Multiple – Refers to malware that currently favors at least two vectors.

Malspam – Unsolicited emails, which either direct users to download malware from malicious websites or trick the user into opening malware through an attachment.

1. Kovter is a Trojan, which has been observed acting as click fraud malware or a ransomware downloader. It is disseminated via malspam email attachments containing malicious office macros. Kovter is fileless malware that evades detection by hiding in registry keys. Some reports indicate that Kovter infections have received updated instructions from command and control infrastructure to serve as a remote access backdoor.

2. Emotet is a malware banking variant that uses malicious macros with either malicious embedded links or attachments. Emotet levels dropped for most of September, with a rise occurring at the end of September due to the start of a new campaign. This rise has continued into October. Emotet is disseminated via malspam campaigns. A recent evolution in functionality adds spreader modules to Emotet. This builds on a recent trend of adding propagation tools and techniques to ransomware that crimeware is adopting.

3. ZeuS/Zbot is a modular banking Trojan which uses keystroke logging to compromise victim credentials when the user visits a banking website. Since the release of the ZeuS/Zbot source code in 2011, many other malware variants have adopted parts of its codebase, which means that events classified as ZeuS/Zbot may actually be other malware using parts of the ZeuS/Zbot code.

4. Ursnif and its variant Dreambot, are banking Trojans, known for weaponizing Word documents. Ursnif uses web injection to collect victim information from login pages and web forms. Ursnif is currently being delivered via malspam.

5. EITest is an exploit kit that injects a script that causes either a fake anti-virus alert or the fake HoeflerText popup to occur. The HoeflerText popup, if clicked, causes the user to download a NetSupport Manager RAT. EITest is delivered via malvertising.

6. DNSChanger is malware that was very prolific in the late 2000s and early 2010s, before being dismantled by an FBI takedown. A new variant was identified in December 2017, which reportedly acts as an exploit kit targeting routers. Once infected, the routers’ DNS records are modified to point to a malicious server. DNSChanger is disseminated via malvertising and uses steganography to obfuscate its initial actions.

7. PCRat/Gh0st is a Remote Access Trojan (RAT) used to control infected endpoints. PCRat is dropped by other malware to create a backdoor into a device to allow an attacker to fully control the infected device.

8. VirLock is a ransomware with virus capabilities that not only encrypts files but creates “.exe” virus loaded copies of infected files in the same directory. The most recent version can also spread through cloud sync, cloud storage, and collaboration applications.
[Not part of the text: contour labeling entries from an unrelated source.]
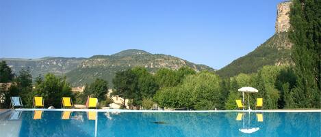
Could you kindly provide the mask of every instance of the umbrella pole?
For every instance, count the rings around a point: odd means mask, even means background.
[[[248,95],[248,110],[250,110],[250,96]]]
[[[242,92],[242,97],[243,98],[243,102],[242,103],[244,103],[244,92]]]

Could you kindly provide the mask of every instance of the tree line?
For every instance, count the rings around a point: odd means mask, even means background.
[[[266,65],[255,73],[239,74],[227,78],[215,72],[196,72],[185,67],[177,70],[162,68],[155,74],[136,67],[116,74],[112,95],[127,99],[132,109],[150,109],[157,104],[168,108],[229,110],[236,108],[235,100],[242,98],[237,89],[249,86],[259,90],[259,93],[250,95],[252,108],[255,99],[260,97],[264,99],[264,109],[320,108],[320,1],[292,1],[290,17],[291,28],[287,34],[293,44],[291,55],[294,64]],[[48,74],[43,78],[36,78],[33,84],[28,70],[22,70],[15,76],[5,61],[0,63],[0,74],[1,83],[16,83],[9,88],[1,85],[1,108],[8,107],[8,97],[14,95],[22,97],[29,106],[36,95],[44,96],[45,104],[55,107],[59,107],[62,96],[70,96],[77,103],[86,102],[88,95],[98,97],[103,104],[112,102],[106,96],[108,82],[102,79],[86,85],[84,93],[74,93],[65,77]],[[248,98],[248,95],[245,95]]]
[[[89,85],[86,85],[82,93],[73,93],[71,86],[66,77],[59,77],[48,73],[38,76],[32,81],[29,68],[22,69],[18,75],[12,73],[5,61],[0,62],[0,108],[8,108],[10,97],[20,96],[25,108],[31,108],[33,97],[42,96],[45,107],[51,106],[60,108],[62,97],[70,97],[74,103],[85,104],[87,97],[97,97],[102,106],[109,104],[112,100],[107,97],[108,82],[97,78]]]

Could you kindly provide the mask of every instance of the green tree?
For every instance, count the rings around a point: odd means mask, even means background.
[[[19,90],[19,96],[23,100],[23,104],[30,108],[32,100],[32,76],[29,67],[19,71],[19,75],[16,78],[16,84]]]
[[[177,86],[179,83],[177,75],[174,70],[167,68],[159,69],[155,74],[156,81],[159,87],[169,87]]]
[[[176,72],[176,76],[178,81],[178,84],[183,82],[184,78],[188,75],[194,75],[196,74],[196,72],[189,67],[181,67]]]
[[[118,95],[126,99],[133,99],[137,96],[138,76],[131,69],[116,73],[112,80],[114,90],[112,95]],[[125,101],[123,102],[125,106]]]
[[[44,79],[38,81],[33,91],[33,95],[40,95],[44,97],[45,106],[53,106],[60,108],[62,97],[70,97],[74,99],[71,87],[66,81],[66,78],[58,78],[53,74],[47,74]]]
[[[185,77],[182,86],[191,94],[191,102],[196,110],[214,110],[222,108],[220,104],[221,91],[218,76],[207,72]]]
[[[153,108],[154,102],[151,98],[144,98],[142,101],[142,106],[145,110],[150,110]]]
[[[294,0],[290,17],[294,101],[298,108],[321,108],[321,1]]]
[[[156,92],[153,100],[161,108],[179,108],[179,102],[177,100],[178,89],[177,87],[162,88]]]
[[[235,100],[240,100],[242,98],[241,93],[237,91],[239,89],[239,85],[237,85],[237,81],[235,78],[231,78],[230,88],[229,88],[229,94],[227,97],[224,108],[227,110],[233,110],[237,108]]]
[[[14,75],[5,61],[0,62],[0,83],[10,82]]]
[[[275,82],[276,88],[280,91],[279,108],[291,108],[295,106],[292,92],[296,85],[296,76],[293,69],[290,67],[282,68]]]
[[[153,76],[144,67],[134,67],[133,73],[138,76],[137,89],[140,97],[136,100],[142,101],[142,98],[151,98],[158,90],[158,85]]]
[[[278,102],[280,98],[279,91],[275,87],[277,76],[282,67],[266,65],[261,68],[256,76],[255,87],[259,93],[255,93],[255,97],[264,98],[264,108],[267,109],[278,108]],[[255,106],[255,102],[251,102],[251,107]]]
[[[108,82],[105,80],[97,78],[89,86],[86,85],[84,91],[84,96],[87,99],[88,96],[96,97],[99,101],[105,101],[108,93]]]

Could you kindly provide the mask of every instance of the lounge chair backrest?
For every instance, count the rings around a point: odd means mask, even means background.
[[[97,98],[89,98],[88,108],[97,108],[98,104]]]
[[[243,108],[244,107],[243,104],[242,104],[241,100],[236,100],[235,101],[236,101],[236,104],[237,105],[238,108]]]
[[[64,111],[62,112],[62,119],[70,119],[71,111]]]
[[[89,111],[88,113],[88,120],[96,120],[97,112],[94,111]]]
[[[43,106],[42,97],[34,97],[34,105],[36,106]]]
[[[257,98],[257,106],[263,106],[263,98]]]
[[[237,113],[237,116],[236,117],[236,120],[237,121],[241,121],[242,117],[243,117],[243,115],[244,115],[244,113],[242,113],[242,112]]]
[[[258,122],[263,122],[263,114],[257,114]]]
[[[42,111],[36,110],[34,112],[34,119],[41,119],[42,118]]]
[[[12,106],[21,106],[23,104],[20,102],[20,97],[11,97],[11,104]]]
[[[72,103],[71,103],[71,98],[67,97],[62,97],[62,104],[64,105],[64,107],[73,106]]]
[[[13,111],[11,113],[10,120],[19,120],[22,111]]]

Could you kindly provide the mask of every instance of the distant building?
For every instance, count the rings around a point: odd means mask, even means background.
[[[110,97],[110,98],[112,99],[112,100],[114,101],[113,103],[110,104],[110,107],[112,108],[120,108],[121,106],[124,103],[124,99],[118,96],[118,95],[115,95],[115,96],[111,96],[110,94],[112,93],[112,89],[108,89],[108,93],[107,94],[107,95],[108,97]],[[129,106],[128,106],[128,100],[126,100],[126,102],[125,102],[125,106],[126,106],[126,108],[129,108]]]
[[[4,103],[5,100],[5,93],[3,91],[8,91],[12,85],[16,85],[16,82],[1,82],[0,83],[0,103]]]
[[[71,88],[71,91],[73,93],[84,92],[84,90],[85,90],[85,86]]]

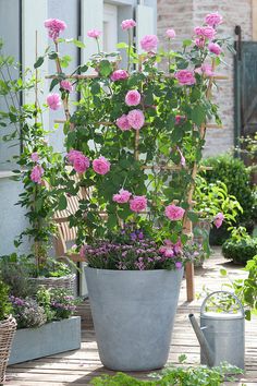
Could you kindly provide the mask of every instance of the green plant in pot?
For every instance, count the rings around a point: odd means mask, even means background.
[[[210,100],[213,69],[227,43],[207,22],[180,51],[158,51],[157,36],[147,35],[138,55],[135,26],[122,22],[128,44],[118,47],[127,55],[126,69],[119,69],[120,52],[100,51],[100,32],[93,29],[88,38],[97,53],[66,76],[60,48],[65,40],[59,38],[65,23],[46,22],[57,64],[50,89],[61,92],[47,100],[53,110],[63,101],[65,162],[72,167],[59,185],[71,195],[86,188],[70,224],[88,261],[98,349],[107,367],[127,371],[161,367],[168,359],[183,266],[194,257],[188,220],[198,221],[192,194],[205,125],[211,117],[219,121]],[[173,37],[167,33],[169,45]],[[157,65],[161,61],[166,72]],[[72,88],[81,98],[71,114]],[[72,180],[76,173],[78,182]]]
[[[9,300],[9,287],[0,280],[0,384],[5,379],[5,370],[16,330],[16,321],[11,313],[12,304]]]
[[[231,238],[222,244],[225,258],[245,265],[257,254],[257,238],[250,237],[244,227],[233,228]]]
[[[199,221],[194,226],[194,238],[209,245],[209,233],[212,227],[219,229],[232,226],[243,208],[236,197],[228,193],[227,185],[221,182],[208,183],[203,176],[197,176],[194,192],[195,210]],[[204,258],[208,254],[204,255]]]

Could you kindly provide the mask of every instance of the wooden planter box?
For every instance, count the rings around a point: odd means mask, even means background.
[[[51,322],[38,328],[17,329],[8,364],[81,348],[81,316]]]

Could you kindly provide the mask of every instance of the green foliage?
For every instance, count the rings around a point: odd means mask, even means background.
[[[12,313],[9,293],[9,287],[0,279],[0,322]]]
[[[221,181],[209,183],[201,176],[196,178],[194,200],[199,217],[206,218],[209,222],[218,213],[222,213],[224,221],[231,225],[236,220],[237,215],[243,213],[236,197],[229,194],[225,183]]]
[[[222,253],[225,258],[246,264],[257,254],[257,238],[250,238],[243,227],[234,228],[231,238],[222,244]]]
[[[184,355],[185,357],[185,355]],[[178,366],[167,367],[159,374],[152,374],[155,381],[139,381],[124,373],[95,377],[90,385],[94,386],[221,386],[224,381],[234,381],[228,374],[242,374],[242,370],[222,363],[219,367],[207,366]]]
[[[232,194],[243,208],[238,214],[236,224],[253,227],[254,196],[249,183],[249,171],[244,162],[231,155],[207,158],[204,162],[212,169],[205,172],[207,183],[223,182],[228,193]]]

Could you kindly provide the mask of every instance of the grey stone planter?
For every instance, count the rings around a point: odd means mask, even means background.
[[[38,328],[17,329],[8,364],[81,348],[81,317],[51,322]]]
[[[162,367],[169,355],[181,270],[85,268],[101,362],[111,370]]]

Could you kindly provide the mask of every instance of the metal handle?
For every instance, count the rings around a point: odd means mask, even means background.
[[[242,315],[243,315],[243,316],[245,315],[245,310],[244,310],[243,304],[241,303],[240,299],[238,299],[234,293],[229,292],[229,291],[215,291],[215,292],[211,292],[210,294],[208,294],[208,295],[205,298],[205,300],[204,300],[204,302],[203,302],[203,304],[201,304],[201,306],[200,306],[200,315],[204,314],[204,309],[205,309],[205,306],[206,306],[207,300],[210,299],[210,298],[211,298],[213,294],[216,294],[216,293],[228,293],[228,294],[230,294],[231,298],[234,298],[234,300],[236,301],[236,303],[240,305],[240,310],[241,310],[241,312],[242,312]]]

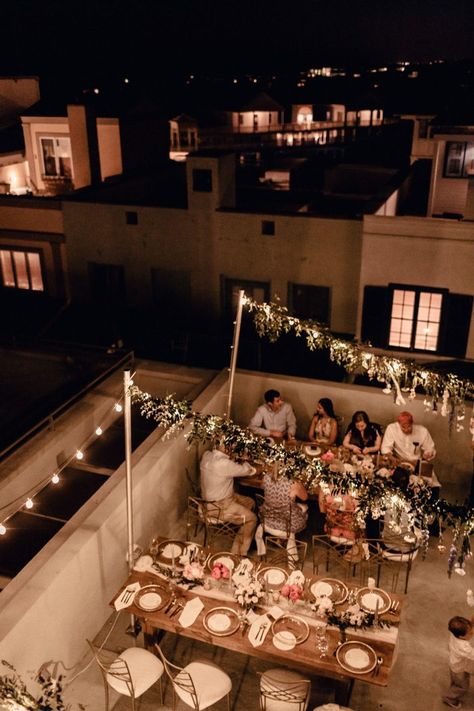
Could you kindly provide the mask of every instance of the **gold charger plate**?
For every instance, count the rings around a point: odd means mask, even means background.
[[[288,573],[283,568],[269,565],[265,568],[260,568],[257,573],[257,580],[262,585],[266,585],[267,590],[280,590],[288,580]]]
[[[311,585],[311,594],[314,597],[326,595],[335,605],[340,605],[347,600],[349,590],[342,580],[336,578],[321,578]],[[327,591],[327,592],[325,592]]]
[[[227,568],[229,568],[230,574],[235,571],[238,564],[240,563],[240,556],[235,553],[229,553],[228,551],[222,551],[221,553],[214,553],[209,556],[207,561],[207,567],[212,570],[216,563],[223,563]]]
[[[135,595],[133,604],[144,612],[156,612],[169,602],[170,591],[164,585],[144,585]]]
[[[338,664],[351,674],[368,674],[377,664],[375,650],[364,642],[344,642],[336,651]]]
[[[216,637],[227,637],[240,627],[237,612],[232,607],[213,607],[202,621],[205,629]]]
[[[291,632],[295,637],[295,644],[303,644],[309,637],[309,627],[306,620],[297,615],[282,615],[272,624],[272,632],[278,635],[280,632]]]
[[[155,563],[171,567],[180,565],[179,559],[186,549],[186,544],[183,541],[168,540],[162,541],[155,553]]]
[[[375,612],[378,600],[379,606],[377,611],[379,615],[383,615],[384,612],[387,612],[392,604],[390,595],[381,588],[361,588],[357,592],[356,600],[359,603],[359,607],[365,610],[365,612]]]

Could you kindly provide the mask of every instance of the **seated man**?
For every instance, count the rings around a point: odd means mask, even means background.
[[[291,405],[283,402],[278,390],[267,390],[264,399],[265,404],[257,408],[250,420],[250,430],[265,437],[295,439],[296,417]]]
[[[232,544],[232,553],[238,555],[247,555],[257,516],[252,510],[253,499],[234,492],[234,477],[252,476],[255,472],[250,464],[233,462],[223,447],[204,452],[201,459],[202,498],[219,507],[222,521],[242,524]]]
[[[397,421],[387,426],[380,451],[382,454],[394,454],[413,466],[420,460],[429,462],[436,456],[430,433],[423,425],[414,424],[411,412],[401,412]],[[436,482],[434,485],[439,486]]]

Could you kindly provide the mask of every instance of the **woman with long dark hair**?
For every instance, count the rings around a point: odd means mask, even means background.
[[[343,446],[355,454],[373,454],[379,451],[381,443],[380,430],[369,420],[365,410],[354,412]]]
[[[309,426],[308,437],[311,442],[327,446],[334,444],[336,441],[337,419],[332,400],[328,397],[322,397],[316,405],[316,412]]]

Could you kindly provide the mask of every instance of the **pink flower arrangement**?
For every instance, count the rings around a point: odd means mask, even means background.
[[[303,588],[299,585],[284,585],[280,590],[280,594],[283,595],[283,597],[287,597],[292,602],[296,602],[297,600],[302,599]]]
[[[230,570],[223,563],[215,563],[211,570],[211,576],[214,580],[220,580],[221,578],[222,580],[229,580]]]

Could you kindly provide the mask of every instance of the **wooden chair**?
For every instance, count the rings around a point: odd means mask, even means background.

9. Ponmocup is a downloader associated with one of the largest and longest-running botnets, active since 2006. Ponmocup is usually disseminated through an infected web page as a malvertisement.

10. Floxif is an information gathering backdoor Trojan that was primarily spread in September by an infected version of CCleaner. The MS-ISAC Cyber Alert regarding this supply chain compromise is available online here.